Перед осенью Зрелости стоит более высокая цель, завоевать почетное место в жизни, уважение людей. – возраст неуемного честолюбия. На великой Таможне Жизни путники подвергаются Универсальной реформе – с них снимают «радостные ливреи молодости», их учат хорошему вкусу, «политическому глазу», благоразумию (II, 1). Странники теперь приобщаются к ценностям подлинной культуры (II, 2 – «Чудеса Саластано»; II, 4 – «Библиотека рассудительного»). Отвергая заурядный презренный путь стяжательства (II, 3 – «Золотая тюрьма, серебряные казематы»), ходячие представления о чести (II, 5 – «Площадь черни и загон для толпы»), пошлые жалобы искателей удачи на слепую судьбу (II, 6 – «Милости и немилости Фортуны»), странники по дороге к истинной доблести (II, 10 – «Виртелия волшебница») наблюдают несчетные и бесчестные пути к почестям в мире Лицемерия, этого порока культуры по преимуществу (II, 7 – язвительная глава «Обитель Гипокринды»), и проходят школу высшей отваги (II, 8 – «Оружейная Мужества») и проницательности (II, 9 – «Амфитеатр чудищ»). Отныне их честь больше не зависит от того, «что люди скажут», злоречие для них не опасно (II, 11 – «Стеклянная кровля и камни бросающий Мом»). Неподвластные игу чужого мнения, всецело овладев собой (II, 12 – «Престол власти»), они уже не подвержены тирании страстей, как натуральных, так и социальных, этой «Клетки-для-Всех» (II, 13). Для свободных от всеобщего безумия странников правдоискателей «путь жизни очищен» – в край леденящего Стариковства.

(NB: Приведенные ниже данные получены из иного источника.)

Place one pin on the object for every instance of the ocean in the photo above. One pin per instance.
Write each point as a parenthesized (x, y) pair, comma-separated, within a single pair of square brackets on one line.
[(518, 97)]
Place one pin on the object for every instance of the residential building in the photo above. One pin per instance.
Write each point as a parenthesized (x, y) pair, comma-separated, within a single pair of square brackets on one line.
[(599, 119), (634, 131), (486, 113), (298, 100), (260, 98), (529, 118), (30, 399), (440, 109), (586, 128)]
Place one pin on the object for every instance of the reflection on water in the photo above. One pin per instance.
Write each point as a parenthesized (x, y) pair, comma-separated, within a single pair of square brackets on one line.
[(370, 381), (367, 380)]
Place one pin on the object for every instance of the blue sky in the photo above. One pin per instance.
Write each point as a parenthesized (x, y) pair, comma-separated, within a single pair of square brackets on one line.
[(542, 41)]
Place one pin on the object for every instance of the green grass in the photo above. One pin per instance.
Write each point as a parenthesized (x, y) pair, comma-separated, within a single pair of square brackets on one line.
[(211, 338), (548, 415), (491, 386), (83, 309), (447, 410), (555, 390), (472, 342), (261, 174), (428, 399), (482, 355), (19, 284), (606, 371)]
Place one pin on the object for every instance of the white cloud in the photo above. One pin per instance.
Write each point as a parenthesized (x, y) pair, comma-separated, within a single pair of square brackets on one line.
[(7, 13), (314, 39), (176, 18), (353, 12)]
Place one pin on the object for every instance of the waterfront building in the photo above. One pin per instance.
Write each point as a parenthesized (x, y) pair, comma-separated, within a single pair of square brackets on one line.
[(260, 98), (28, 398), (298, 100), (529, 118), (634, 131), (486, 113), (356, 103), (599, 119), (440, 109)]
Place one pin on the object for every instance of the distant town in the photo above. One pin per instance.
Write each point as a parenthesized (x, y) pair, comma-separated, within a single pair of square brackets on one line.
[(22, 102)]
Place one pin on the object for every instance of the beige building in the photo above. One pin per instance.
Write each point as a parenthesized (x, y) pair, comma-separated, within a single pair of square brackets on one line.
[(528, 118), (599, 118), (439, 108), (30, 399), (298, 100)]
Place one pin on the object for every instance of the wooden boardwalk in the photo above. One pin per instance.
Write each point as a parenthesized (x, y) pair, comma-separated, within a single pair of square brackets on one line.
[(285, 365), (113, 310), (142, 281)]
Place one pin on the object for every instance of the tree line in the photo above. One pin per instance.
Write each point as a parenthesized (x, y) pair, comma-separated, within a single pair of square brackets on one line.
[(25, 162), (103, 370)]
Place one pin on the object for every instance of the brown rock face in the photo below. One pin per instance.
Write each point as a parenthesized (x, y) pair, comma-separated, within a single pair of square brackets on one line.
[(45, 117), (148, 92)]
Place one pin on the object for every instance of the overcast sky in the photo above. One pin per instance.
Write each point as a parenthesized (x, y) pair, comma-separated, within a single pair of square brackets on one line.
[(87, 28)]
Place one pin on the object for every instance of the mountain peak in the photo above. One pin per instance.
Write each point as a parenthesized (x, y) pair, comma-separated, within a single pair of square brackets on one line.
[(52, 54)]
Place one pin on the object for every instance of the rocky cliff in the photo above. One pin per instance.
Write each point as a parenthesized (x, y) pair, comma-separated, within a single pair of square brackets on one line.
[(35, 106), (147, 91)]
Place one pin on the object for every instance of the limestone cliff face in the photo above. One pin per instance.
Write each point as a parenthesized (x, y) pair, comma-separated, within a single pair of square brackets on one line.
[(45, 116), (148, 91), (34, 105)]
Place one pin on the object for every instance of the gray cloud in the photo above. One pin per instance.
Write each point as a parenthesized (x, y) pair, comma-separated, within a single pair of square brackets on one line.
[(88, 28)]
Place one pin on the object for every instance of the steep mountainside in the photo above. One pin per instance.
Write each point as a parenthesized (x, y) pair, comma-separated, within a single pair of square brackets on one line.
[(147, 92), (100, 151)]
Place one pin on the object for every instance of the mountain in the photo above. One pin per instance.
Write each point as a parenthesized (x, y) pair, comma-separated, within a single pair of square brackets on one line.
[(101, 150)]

Зима Старости – возраст итогов жизни, а потому наиболее поляризованный возраст: какова жизнь, таков ее итог. Для тривиального «большинства» это «пора сладостной праздности» («пора отдохнуть» – III, 7), чревоугодия, пьянства (III, 2 – «Болото пороков»), пустых занятий (III, 5 – «Дворец без дверей»), самодовольства и пошлого брюзжания на молодых, на «нынешнее время» (IH, 7 – «На Верхотуре Мира»); возраст старческого маразма (III, 8 – «Пещера Ничто»). Для Критило старость – пора высшей зрелости: «чем старе человек, тем больше он – человек» (III, 7), а значит, как и вся жизнь Критило, критическое – в самом высоком смысле – время, когда «Правда родит» (III, 3): итоговая пора Расшифрованного Мира (III, 4), пересмотра всех общепринятых истин (III, 6 – «Знание на престоле»), постижения хода Жизни в целом (III, 10 – «Колесо Времени»). И сама Смерть, по Грасиану, – справедливая, а не безжалостная «Свекруха Жизни», мудрая и беспристрастная Вторая Мать Всякого Человека перед его «вторым рождением» в памяти потомства (остроумная глава III, 11) – приводит достойных странников под конец странствования к Острову Бессмертия (III, 12).

вернуться

830

Ср. замечание Критило по поводу того, что ребенок Андренио почитал самку зверя своей матерью: «Так и человечество в пору своего детства называло всякое существо, к нему благоволящее, отцом и даже провозглашало божеством».